It’s best to use special filterbags, filterboxes and/or glass jars to sterilize your substrate in. If you decide to use something else always check that it can stand the high pressure and temperatures of a pressure cooker.
The filterbags and filterboxes are specially made for mushroom cultivation and widely sold on the internet. They can be pressure cooked and contain a special filter which supplies the needed fresh air.
Filterbags need to be closed with a good-quality impulse sealer.
When you use filterboxes close the lid, before sterilizing, only for 75% and cover it with a double layer of tinfoil. The lids of these filterboxes close so hermetically that the boxes will deform when they are closed for 100% during sterilization. When the filterboxes come out of the cooker close the filterboxes immediately.
You can also use standard glass jars. When using glass jars it’s wise to build in a filter yourself. Tyvek material is very well suited for this purpose. Punch a whole in the lid, place the filter disk under the lid and screw it tight. Also the filter wool used for aquaria can be used very well. Make sure the wool is very tight within the whole of the lid. Finally cover the jars with a double layer of tinfoil.
Before you put the pressure cooker on the gas:
– Inspect the articles, supplies, jars and bags which you are going to sterilize. Check that they are clean and in a good, working condition.
– Wrap all the articles and supplies in a double layer of tinfoil.
– Cover the jars and boxes with a double layer of tinfoil.
– Jars with no holes in the lids and/or no filter whatsoever may never be closed for 100% airtight. The up building pressure during sterilization is in that case not able to escape, which might lead to dangerous situations.
– Keep an eye on the pressure cooker during sterilization. – And again: read and follow the safety instructions that come with the pressure cooker.
When the cooker is closed and put on the stove it will start to build up steam. When the cooker has reached 15 psi, the right temperature has been reached and you can turn down the gas. Be aware that when you have to sterilize something for a certain period count down starts from this moment, not from the moment you have put the pressure cooker on the gas.
Some pressure cookers have a pressure meter and sometimes even a temperature meter. This will make it easy to reach the right pressure.
Not all pressure cookers are this highly equipped. With most cookers the correct pressure has been build up when there is continuously flowing out steam from the vent pipe.
Always take care that the articles, supplies, jars, boxes and/or filter bags are not directly on the bottom of the cooker, so place a rack on the bottom. Remember to fill the cooker with plentiful water so it will not dry out.
Pasteurization
Pasteurization is a little bit a different technique and is mostly used by the more experienced cultivators.

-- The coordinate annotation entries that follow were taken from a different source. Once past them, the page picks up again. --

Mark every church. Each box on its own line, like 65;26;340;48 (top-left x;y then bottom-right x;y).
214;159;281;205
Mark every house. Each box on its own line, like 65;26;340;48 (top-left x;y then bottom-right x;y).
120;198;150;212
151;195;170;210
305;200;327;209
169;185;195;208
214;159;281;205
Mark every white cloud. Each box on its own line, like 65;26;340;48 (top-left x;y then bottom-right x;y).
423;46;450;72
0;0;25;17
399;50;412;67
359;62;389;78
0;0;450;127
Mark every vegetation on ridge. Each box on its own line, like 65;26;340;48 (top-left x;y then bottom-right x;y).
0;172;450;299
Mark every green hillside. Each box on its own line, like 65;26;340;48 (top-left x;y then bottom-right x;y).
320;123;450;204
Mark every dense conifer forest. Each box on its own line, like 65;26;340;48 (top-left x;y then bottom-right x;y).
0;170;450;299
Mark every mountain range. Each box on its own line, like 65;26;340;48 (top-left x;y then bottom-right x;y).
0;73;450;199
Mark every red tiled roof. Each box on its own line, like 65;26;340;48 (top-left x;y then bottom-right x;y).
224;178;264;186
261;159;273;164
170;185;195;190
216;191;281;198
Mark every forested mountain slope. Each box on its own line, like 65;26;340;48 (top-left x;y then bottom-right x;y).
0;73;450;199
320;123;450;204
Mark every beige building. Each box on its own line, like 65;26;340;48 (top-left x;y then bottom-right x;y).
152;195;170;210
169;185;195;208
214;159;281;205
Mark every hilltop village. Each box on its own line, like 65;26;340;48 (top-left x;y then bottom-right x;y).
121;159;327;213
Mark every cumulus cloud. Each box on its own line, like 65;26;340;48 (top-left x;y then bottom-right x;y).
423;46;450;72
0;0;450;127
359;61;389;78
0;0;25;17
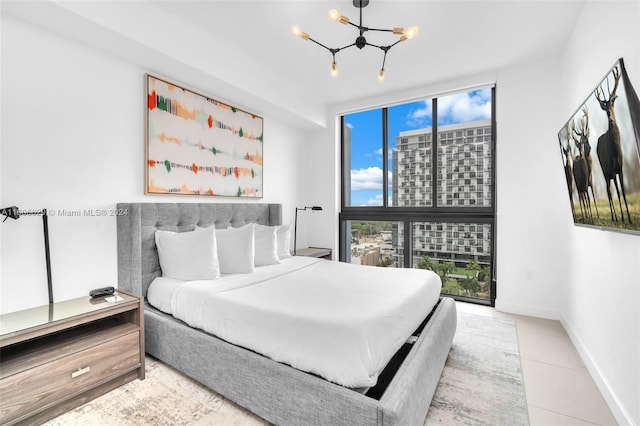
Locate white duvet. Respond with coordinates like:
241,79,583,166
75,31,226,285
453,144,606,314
147,257,441,388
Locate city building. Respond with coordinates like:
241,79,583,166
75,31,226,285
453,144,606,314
392,120,492,265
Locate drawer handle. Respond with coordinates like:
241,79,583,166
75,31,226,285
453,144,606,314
71,367,91,379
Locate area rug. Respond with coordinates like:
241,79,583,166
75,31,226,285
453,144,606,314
46,313,529,426
425,312,529,426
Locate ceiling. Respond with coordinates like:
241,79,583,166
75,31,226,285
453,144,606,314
2,0,585,127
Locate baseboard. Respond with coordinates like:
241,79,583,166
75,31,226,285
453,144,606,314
495,298,560,320
560,316,636,425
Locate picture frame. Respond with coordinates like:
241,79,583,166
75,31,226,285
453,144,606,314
145,74,264,198
558,58,640,235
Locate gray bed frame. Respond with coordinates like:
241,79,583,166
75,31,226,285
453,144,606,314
117,203,456,426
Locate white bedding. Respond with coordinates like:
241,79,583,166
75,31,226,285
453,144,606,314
147,257,441,388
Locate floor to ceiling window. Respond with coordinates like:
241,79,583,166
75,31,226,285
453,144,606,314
340,87,496,305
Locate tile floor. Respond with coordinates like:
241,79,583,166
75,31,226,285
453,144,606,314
457,302,618,426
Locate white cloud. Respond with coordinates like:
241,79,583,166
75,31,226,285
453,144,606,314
407,99,433,128
360,194,382,207
351,167,382,191
351,167,393,191
438,89,491,123
406,89,491,129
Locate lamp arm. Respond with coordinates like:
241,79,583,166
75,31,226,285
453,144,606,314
42,209,53,305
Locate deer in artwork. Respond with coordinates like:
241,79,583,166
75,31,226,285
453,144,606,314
573,105,600,218
571,116,593,223
560,139,575,220
594,67,631,223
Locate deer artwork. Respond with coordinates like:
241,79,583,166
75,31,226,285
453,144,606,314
573,105,600,219
560,138,575,215
571,115,593,223
594,67,631,223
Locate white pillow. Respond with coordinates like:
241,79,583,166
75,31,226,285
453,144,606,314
216,223,255,274
155,229,220,280
254,224,280,266
276,225,292,260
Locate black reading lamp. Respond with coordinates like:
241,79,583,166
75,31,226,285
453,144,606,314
0,206,53,305
293,206,322,256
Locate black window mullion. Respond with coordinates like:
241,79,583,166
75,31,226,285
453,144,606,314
382,108,389,207
431,98,439,208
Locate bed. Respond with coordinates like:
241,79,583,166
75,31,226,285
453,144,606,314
117,203,456,425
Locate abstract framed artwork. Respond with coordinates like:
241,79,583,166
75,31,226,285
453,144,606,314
558,58,640,235
145,74,264,198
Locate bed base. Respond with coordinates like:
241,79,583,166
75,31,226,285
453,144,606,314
118,203,456,426
145,298,456,426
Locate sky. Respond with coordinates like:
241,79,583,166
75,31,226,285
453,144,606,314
345,88,491,206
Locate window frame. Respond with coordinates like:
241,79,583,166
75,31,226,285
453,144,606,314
338,85,497,306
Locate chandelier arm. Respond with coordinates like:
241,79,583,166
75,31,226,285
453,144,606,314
335,43,356,53
365,42,393,51
308,37,331,51
367,28,393,33
382,49,389,69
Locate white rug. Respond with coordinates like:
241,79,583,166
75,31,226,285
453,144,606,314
46,313,528,426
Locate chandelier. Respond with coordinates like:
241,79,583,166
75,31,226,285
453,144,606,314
291,0,418,81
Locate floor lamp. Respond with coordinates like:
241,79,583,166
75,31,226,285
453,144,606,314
0,206,53,305
293,206,322,256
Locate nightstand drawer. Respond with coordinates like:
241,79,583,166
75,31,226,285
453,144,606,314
0,331,140,424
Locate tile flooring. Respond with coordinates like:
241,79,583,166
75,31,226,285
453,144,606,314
457,302,618,426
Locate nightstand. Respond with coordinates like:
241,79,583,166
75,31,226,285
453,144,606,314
296,247,331,260
0,290,144,425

Pasteurization can be used for straw and straw/manure based substrates and for the preparation of casing material.
Within any untreated material there are a lot of (micro-)organisms. A part of these organisms is able and will try to destroy your hard work. But on the other hand there are also a lot of organisms which stimulate the growth of mycelium and eventually the mushrooms very well. To make it easy we can just divide them into the good and the bad ones.
When you pasteurize material it means that you heat this material at a temperature of 60-70 °C for a certain period. This temperature will kill all the bad organisms, while most of the good ones stay alive.
Pasteurization is for a lot of people a difficult method to do correctly. When it’s not done properly the amount of potential contaminations is very high and there is a big possibility all your hard work will be for nothing.